- Interactive map of No Saint

Restaurant information
- Established: 2019
- Owners: Gabriella Casabianca; Anthony Siccardi;
- Food type: Italian (pizza)
- Location: 1603 Northeast Killingsworth Street, Portland, Multnomah, Oregon, 97211, United States
- Coordinates: 45°33′46″N 122°38′56″W﻿ / ﻿45.5628°N 122.6489°W
- Website: nosaintpdx.com

= No Saint (restaurant) =

Pizzeria in Portland, Oregon, U.S.

No Saint is a pizzeria in Portland, Oregon, United States. Spouses Gabriella Casabianca and Anthony Siccardi launched the business as a pop-up in 2019, before moving into a brick and mortar space in 2022. The restaurant has garnered a positive reception.

== Description ==
No Saint is a pizzeria on Killingsworth Street in northeast Portland's Vernon neighborhood. The restaurant's interior has a wood-fired oven. The Pepperoni Supreme pizza has pepperoni, garlic, red onion, pepperoncini, mozzarella, ricotta, and honey. In addition to pizza, No Saint has served trenne à la vodka, calamari salad, Campari cake, spinach lasagnetta, and brassicas.

== History ==
Spouses Gabriella Casabianca and Anthony Siccardi are co-owners. The business started as a pop-up, offering small plates at Vivienne in 2019 and pizza at Dame Collective in April 2020. In 2022, No Saint moved into a brick and mortar space previously occupied by Handsome Pizza and Seastar Bakery.

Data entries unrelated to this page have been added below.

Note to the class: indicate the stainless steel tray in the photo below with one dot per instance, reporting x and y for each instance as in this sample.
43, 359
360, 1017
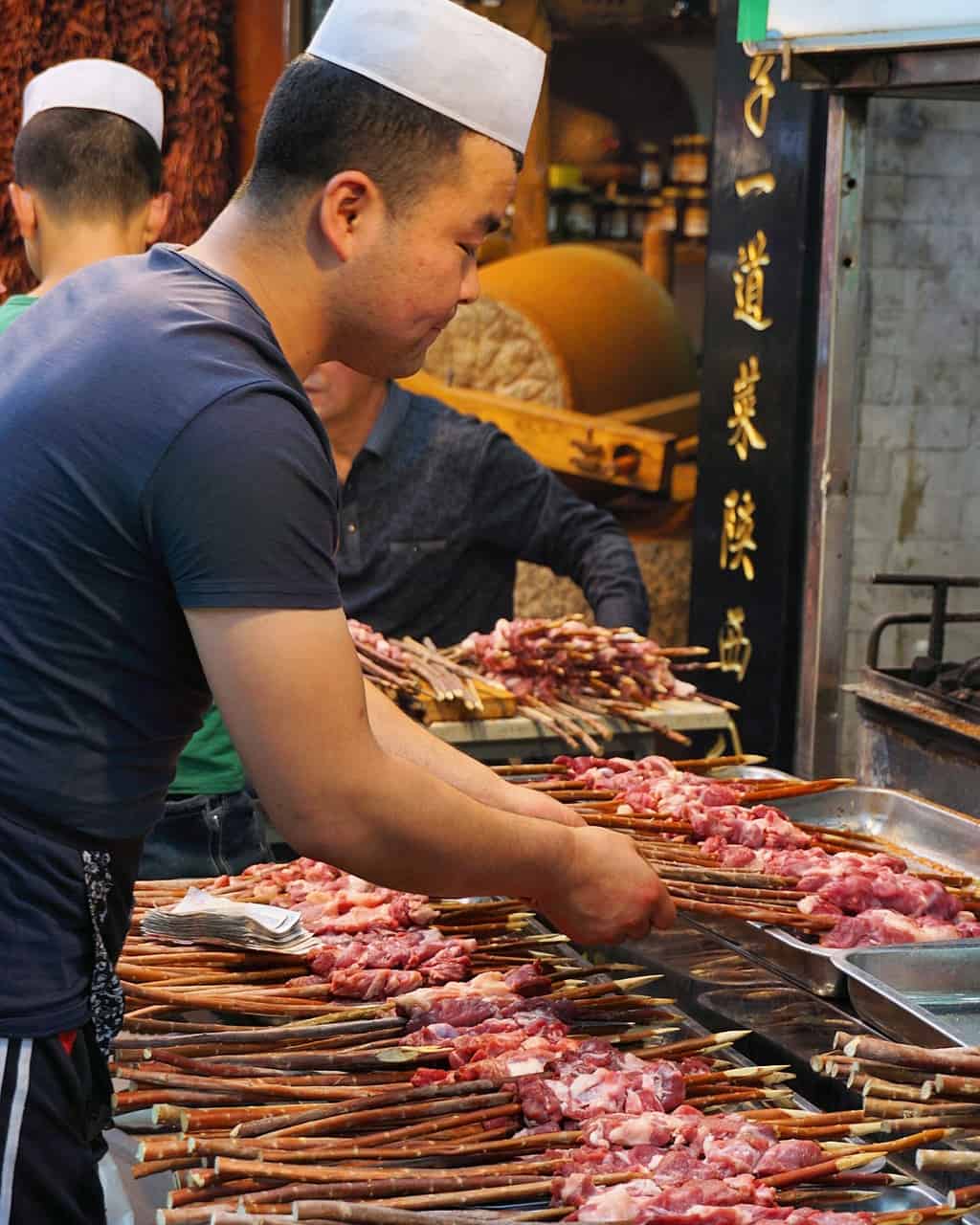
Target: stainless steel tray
925, 832
923, 993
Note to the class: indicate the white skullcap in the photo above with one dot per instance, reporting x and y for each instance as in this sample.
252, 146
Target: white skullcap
97, 84
442, 56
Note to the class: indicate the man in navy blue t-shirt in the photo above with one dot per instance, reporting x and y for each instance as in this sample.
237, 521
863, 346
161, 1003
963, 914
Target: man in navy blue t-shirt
168, 517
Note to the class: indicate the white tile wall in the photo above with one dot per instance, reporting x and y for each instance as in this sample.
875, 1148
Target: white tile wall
917, 463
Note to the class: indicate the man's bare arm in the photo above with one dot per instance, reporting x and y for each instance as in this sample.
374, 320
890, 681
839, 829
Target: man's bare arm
291, 690
402, 736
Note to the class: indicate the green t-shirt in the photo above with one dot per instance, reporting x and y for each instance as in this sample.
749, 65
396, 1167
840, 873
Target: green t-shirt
13, 306
209, 765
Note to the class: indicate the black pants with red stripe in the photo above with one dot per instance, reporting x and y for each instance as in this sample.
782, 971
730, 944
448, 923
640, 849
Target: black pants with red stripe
54, 1102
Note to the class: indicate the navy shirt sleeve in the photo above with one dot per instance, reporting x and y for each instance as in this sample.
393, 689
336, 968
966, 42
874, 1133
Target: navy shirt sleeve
243, 507
522, 506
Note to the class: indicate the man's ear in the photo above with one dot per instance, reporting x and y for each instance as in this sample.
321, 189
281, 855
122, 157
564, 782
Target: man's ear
25, 210
350, 209
157, 215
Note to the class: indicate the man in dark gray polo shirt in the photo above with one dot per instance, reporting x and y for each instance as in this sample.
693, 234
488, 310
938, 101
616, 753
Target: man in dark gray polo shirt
168, 519
437, 508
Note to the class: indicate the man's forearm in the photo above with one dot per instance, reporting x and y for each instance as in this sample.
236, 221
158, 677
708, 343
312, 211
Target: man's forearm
613, 585
408, 740
390, 821
403, 738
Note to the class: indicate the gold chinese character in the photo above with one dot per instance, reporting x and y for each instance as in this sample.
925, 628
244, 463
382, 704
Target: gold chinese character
738, 533
760, 96
756, 184
744, 432
750, 283
734, 647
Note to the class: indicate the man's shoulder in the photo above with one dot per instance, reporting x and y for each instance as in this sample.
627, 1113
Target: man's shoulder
12, 309
451, 428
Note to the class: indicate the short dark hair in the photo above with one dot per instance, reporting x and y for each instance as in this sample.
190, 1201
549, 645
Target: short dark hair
323, 119
87, 163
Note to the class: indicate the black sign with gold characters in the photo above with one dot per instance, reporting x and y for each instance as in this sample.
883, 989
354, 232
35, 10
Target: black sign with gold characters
760, 332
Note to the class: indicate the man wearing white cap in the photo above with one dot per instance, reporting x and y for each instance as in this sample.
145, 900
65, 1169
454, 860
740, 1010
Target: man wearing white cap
86, 170
168, 519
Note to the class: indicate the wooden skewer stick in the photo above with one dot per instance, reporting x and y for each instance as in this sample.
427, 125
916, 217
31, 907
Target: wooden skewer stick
945, 1061
947, 1159
816, 1172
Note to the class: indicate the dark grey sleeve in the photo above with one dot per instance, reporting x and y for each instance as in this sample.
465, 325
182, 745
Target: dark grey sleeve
243, 508
522, 506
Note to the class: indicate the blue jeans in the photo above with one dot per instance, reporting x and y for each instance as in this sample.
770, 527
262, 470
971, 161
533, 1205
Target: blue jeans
206, 835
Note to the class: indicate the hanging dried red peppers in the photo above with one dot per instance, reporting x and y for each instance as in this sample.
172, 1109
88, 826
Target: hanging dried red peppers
180, 44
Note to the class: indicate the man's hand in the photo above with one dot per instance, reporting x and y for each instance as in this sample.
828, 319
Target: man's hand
605, 893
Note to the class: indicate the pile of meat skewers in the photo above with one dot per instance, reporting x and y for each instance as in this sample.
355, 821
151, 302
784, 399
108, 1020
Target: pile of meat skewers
527, 1077
403, 669
572, 677
720, 847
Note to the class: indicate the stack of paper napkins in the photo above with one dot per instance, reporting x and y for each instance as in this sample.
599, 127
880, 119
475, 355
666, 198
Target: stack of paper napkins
204, 918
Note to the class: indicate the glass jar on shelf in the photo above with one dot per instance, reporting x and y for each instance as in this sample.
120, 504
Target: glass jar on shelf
696, 214
673, 207
689, 161
651, 170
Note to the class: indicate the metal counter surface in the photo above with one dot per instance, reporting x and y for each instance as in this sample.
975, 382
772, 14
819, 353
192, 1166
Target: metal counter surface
498, 739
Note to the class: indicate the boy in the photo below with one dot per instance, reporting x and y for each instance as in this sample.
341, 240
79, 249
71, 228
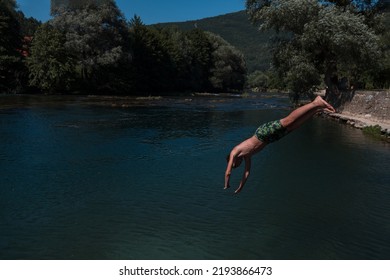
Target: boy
268, 133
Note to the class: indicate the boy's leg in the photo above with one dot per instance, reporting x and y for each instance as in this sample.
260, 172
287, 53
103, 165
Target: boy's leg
300, 115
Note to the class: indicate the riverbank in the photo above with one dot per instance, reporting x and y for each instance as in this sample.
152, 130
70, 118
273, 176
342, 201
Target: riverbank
366, 108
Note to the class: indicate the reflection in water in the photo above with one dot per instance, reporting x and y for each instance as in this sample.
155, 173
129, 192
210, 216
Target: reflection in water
85, 181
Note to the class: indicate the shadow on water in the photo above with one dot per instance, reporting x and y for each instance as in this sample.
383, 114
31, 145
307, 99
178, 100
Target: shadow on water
86, 181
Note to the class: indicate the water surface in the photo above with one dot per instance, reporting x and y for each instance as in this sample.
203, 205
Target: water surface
82, 180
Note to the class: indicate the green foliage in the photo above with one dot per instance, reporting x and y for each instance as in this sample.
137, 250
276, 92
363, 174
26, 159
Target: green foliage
228, 71
50, 65
326, 40
98, 38
237, 30
373, 131
11, 66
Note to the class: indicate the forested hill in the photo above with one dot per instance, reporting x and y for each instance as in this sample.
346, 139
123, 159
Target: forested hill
238, 31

No Saint began offering daytime service in March 2024.

== Reception ==
In 2023, The Oregonian ranked No Saint number seven in a list of Portland's best new restaurants, and included the business in a list of the city's five best new pizzerias. The newspaper's Michael Russell also included the rigatoncini a la vodka in an overview of the city's best new dishes of 2023. The Oregonians Julie Evensen called the pizza "inventive" in a 2024 list of seven pizza "favorites to try" in Portland. The business ranked fourth in the best restaurant category of the newspaper's annual Readers Choice Awards in 2025.

In 2023, Waz Wu included No Saint in Eater Portlands overview of recommended vegan pizza eateries in the city, and Nathan Williams included the business in a list of seventeen "stellar" bars and restaurants on Northeast Killingsworth. The website's Brooke Jackson-Glidden wrote, "The produce is super seasonal, and the flavor combinations are always really interesting."